La chevelure des femmes devait être maîtrisée et coiffée : une chevelure non coiffée et non-maîtrisée est lié à la non-maîtrise de son corps, et donc de sa sexualité. Ainsi, l’expression “être en cheveux” désignaient notamment les prostituées. La chevelure est un symbole de sexualité. En effet, en particulier dans la première moitié du XXème siècle, les femmes, passées la puberté, devaient se couvrir la tête et porter une coiffe, qui prend la forme d’un bonnet. Le chapeau était porté comme étant un signe de modération, de pudeur, de retenue de soi-même.

Après les années 1920, on passe du bonnet au chapeau : le chapeau des catherinettes. On devient catherinette lorsqu’on atteint l’âge de 25 ans sans être mariée ! Le 25 novembre était la Sainte-Catherine : en ce jour se tenait une fête où des jeunes femmes décorent particulièrement leurs coiffes. En ce jour de fête, c’est le jaune et le vert qui priment. 

Ces couleurs ont aussi une symbolique particulière. Le jaune par exemple, serait une sorte de blanc passé de date, le blanc de la mariée qui, avec le temps pendant lequel la jeune fille ne s’est pas mariée, est devenu jaune.

Dans les années 1950 et 1960, les tendances s’ingèrent dans ces chapeaux et ils sont personnalisés pour distinguer la femme mariée de la femme non-mariée (en dehors de la fête de la Sainte Catherine).

Archives Le Soir

En 1969, l’Eglise a considéré Sainte-Catherine comme apocryphe, c’est-à-dire que son histoire et ses vertus ne relèvent que d’une simple légende. Cependant, la fête a longtemps continué à être célébrée.

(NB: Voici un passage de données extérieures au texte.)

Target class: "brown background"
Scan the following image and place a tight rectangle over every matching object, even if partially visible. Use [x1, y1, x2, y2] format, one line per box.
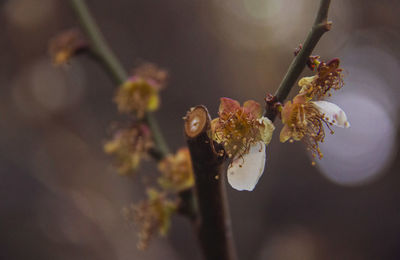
[0, 0, 400, 259]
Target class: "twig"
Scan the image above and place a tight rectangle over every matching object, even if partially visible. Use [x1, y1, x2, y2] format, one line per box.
[265, 0, 332, 121]
[70, 0, 169, 160]
[185, 106, 237, 260]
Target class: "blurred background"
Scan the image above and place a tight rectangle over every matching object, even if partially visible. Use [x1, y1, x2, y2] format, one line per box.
[0, 0, 400, 260]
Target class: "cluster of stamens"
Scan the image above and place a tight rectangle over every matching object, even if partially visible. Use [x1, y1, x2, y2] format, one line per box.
[215, 109, 262, 158]
[288, 103, 333, 159]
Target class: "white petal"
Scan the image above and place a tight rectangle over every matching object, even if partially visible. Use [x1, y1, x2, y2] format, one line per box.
[312, 101, 350, 128]
[227, 142, 266, 191]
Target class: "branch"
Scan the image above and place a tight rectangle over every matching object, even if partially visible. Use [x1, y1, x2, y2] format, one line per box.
[185, 106, 237, 260]
[70, 0, 169, 157]
[265, 0, 332, 121]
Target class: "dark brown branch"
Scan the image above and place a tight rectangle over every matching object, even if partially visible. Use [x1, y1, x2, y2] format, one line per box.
[185, 106, 237, 260]
[265, 0, 332, 121]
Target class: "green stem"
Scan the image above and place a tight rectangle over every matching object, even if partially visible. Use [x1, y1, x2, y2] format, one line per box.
[70, 0, 169, 160]
[265, 0, 331, 120]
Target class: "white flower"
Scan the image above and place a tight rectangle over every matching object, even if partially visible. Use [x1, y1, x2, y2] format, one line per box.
[228, 142, 266, 191]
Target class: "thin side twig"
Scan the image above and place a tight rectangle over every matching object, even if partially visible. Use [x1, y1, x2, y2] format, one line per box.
[185, 106, 237, 260]
[265, 0, 332, 121]
[70, 0, 169, 157]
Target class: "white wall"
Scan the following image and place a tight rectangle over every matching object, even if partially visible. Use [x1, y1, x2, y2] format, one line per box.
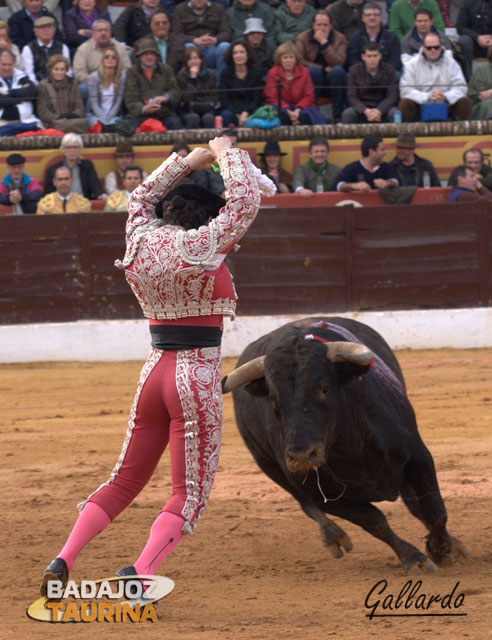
[0, 308, 492, 363]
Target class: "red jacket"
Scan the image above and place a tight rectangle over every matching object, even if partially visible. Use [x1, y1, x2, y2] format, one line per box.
[265, 64, 316, 109]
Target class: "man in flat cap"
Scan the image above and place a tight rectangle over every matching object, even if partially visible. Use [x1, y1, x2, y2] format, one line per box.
[390, 131, 441, 187]
[0, 153, 41, 215]
[21, 16, 72, 84]
[124, 39, 183, 129]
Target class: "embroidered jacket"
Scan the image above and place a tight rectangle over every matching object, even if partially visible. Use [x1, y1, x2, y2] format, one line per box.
[116, 149, 260, 320]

Aujourd’hui, des femmes ont tenté de faire revivre cette fête dans certaines villes. D’ailleurs, la Sainte-Catherine est encore largement fêté dans le monde la mode, dans les grandes maisons parisiennes, car le milieu de la couture a été très lié à cette fête d’habillage de Sainte-Catherine et de coiffes des catherinettes.